"We have not yet officially begun talks with Apple over the iPhone problem," China Mobile Chief Executive Wang Jianzhou told a group of reporters this week. "As long as our customers want this kind of product, we will keep all options open."
In January, Reuters cited a spokesperson for the Chinese carrier as saying that the two firms had "terminated talks," a notion later disputed by Apple chief executive Steve Jobs, who insisted that those reports were simply untrue.
Separately, AppleInsider has heard rumblings that such negotiations are only likely to manifest closer to the release of a 3G-equipped iPhone, as Apple will reportedly forgo any plans to launch the slower, first-generation handset in the vast and competitive Chinese market at current pricing.

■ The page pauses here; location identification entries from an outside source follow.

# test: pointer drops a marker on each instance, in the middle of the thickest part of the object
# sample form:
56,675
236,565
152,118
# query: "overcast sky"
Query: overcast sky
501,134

As of last month, China Mobile maintained a subscriber base in excess of 375 million -- more than the population of the United States and by far the largest in the world. Additionally, its said to be providing service to some 400,000 first-generation iPhones that have been unlocked and smuggled into China for those subscribers unwilling to wait on official availability.
Still, several obstacles are expected to stand in the way of an official iPhone rollout in China, mainly that the device currently fetches more than twice the monthly salary of the average Chinese worker, and that Chinese carriers such as China Mobile are unlikely to see eye-to-eye on Apple's revenue sharing demands.